Lalu, jika memang harus memakai teknologi biar untuk terlihat "keren" tapi tetap autentik, adakah cara-cara yang dapat menjadi alternatif? Saya sebagai generasi milenial yang paham akan manajemen teknologi dapat memberi usulan. Berikut adalah contoh-contoh yang dapat dipakai:
 1. Memanfaatkan Tablet Touchscreen: Tablet dengan touchscreen dapat dihubungkan ke layar dengan sebuah tampilan interface yang menggambarkan logo sebuah event yang kemudian dapat diklik sebagai bukti peresmian.
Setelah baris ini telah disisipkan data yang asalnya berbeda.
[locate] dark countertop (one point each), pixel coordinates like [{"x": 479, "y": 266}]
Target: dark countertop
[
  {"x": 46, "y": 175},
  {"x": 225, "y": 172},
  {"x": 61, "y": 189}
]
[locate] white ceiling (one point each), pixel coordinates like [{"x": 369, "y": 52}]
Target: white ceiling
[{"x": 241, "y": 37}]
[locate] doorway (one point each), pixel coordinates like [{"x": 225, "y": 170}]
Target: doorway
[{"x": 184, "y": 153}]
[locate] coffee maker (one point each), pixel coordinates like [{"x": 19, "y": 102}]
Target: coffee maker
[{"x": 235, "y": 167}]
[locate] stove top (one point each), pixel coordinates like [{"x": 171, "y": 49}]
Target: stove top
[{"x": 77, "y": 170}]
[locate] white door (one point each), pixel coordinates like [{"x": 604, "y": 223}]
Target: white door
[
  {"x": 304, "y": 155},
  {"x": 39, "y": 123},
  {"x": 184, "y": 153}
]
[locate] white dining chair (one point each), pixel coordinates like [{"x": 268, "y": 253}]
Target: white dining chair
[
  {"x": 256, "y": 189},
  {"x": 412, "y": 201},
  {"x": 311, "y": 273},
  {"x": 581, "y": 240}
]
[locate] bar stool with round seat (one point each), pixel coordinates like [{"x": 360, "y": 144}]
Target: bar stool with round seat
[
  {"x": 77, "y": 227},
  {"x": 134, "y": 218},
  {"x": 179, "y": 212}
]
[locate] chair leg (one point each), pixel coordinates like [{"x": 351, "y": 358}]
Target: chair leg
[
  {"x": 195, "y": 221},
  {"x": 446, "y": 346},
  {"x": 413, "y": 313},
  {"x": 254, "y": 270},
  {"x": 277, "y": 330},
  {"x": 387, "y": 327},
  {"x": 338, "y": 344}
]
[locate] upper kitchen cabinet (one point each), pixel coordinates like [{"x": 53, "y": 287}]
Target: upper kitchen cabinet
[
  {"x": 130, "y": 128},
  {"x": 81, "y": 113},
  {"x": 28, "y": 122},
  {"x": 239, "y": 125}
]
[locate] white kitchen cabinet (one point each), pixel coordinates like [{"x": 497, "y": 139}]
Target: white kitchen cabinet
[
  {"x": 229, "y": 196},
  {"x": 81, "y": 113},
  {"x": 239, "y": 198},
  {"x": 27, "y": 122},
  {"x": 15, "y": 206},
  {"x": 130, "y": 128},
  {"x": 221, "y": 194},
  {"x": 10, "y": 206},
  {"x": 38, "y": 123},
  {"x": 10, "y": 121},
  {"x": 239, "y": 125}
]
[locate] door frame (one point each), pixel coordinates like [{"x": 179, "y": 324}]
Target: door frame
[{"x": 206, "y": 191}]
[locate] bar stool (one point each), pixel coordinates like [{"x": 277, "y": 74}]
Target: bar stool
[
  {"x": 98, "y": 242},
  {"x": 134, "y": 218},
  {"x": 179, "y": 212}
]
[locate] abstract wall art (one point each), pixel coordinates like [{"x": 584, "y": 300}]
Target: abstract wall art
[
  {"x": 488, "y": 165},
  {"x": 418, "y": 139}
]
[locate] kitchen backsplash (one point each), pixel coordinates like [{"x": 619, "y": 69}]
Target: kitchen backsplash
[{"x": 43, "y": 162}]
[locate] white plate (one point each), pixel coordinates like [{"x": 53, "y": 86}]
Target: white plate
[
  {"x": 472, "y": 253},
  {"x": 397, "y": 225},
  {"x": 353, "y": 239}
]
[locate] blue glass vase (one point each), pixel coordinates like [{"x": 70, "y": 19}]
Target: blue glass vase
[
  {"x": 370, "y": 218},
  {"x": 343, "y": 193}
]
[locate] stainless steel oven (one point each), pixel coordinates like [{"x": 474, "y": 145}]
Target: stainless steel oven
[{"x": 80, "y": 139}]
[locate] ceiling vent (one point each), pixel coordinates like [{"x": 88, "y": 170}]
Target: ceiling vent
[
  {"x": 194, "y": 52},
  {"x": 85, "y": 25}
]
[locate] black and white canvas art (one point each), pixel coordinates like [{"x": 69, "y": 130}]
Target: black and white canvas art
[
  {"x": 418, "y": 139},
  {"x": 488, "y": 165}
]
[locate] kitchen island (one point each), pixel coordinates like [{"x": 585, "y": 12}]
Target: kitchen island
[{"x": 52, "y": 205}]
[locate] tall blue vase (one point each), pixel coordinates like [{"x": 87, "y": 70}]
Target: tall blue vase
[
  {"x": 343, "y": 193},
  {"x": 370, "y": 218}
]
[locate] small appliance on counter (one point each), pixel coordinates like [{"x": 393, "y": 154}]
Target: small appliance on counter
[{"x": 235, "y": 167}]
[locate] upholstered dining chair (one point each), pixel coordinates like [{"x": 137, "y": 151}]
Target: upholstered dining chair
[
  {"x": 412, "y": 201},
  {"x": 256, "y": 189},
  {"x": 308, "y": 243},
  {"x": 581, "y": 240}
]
2. Penggunaan Voice Control: Cara ini memanfaatkan aplikasi mobile yang dihubungkan ke layar dengan perintah suara khusus yang diatur dengan pengenalan suara orang yang meresmikan. Aplikasi tersebut yang tertampil di layar kemudian dapat membuka video opening dari acara.
Cara-cara seperti itu adalah cara yang masih terhitung dalam budget anggaran pemerintah daerah dan tidak perlu memangkas biaya yang amat besar dibandingkan pembelian TV layar sentuh dengan aplikasi biometrik. Pendekatan semacam ini memanfaatkan objek yang sudah ada atau malahan membuat cara unik khusus untuk tujuan aktivasi sebuah kegiatan. Cara-cara ini memang tidak umum seperti opsi biometrik palsu, namun menawarkan cara yang kreatif dan personal untuk memulai acara tanpa harus ada gimmick berlebihan di dalamnya.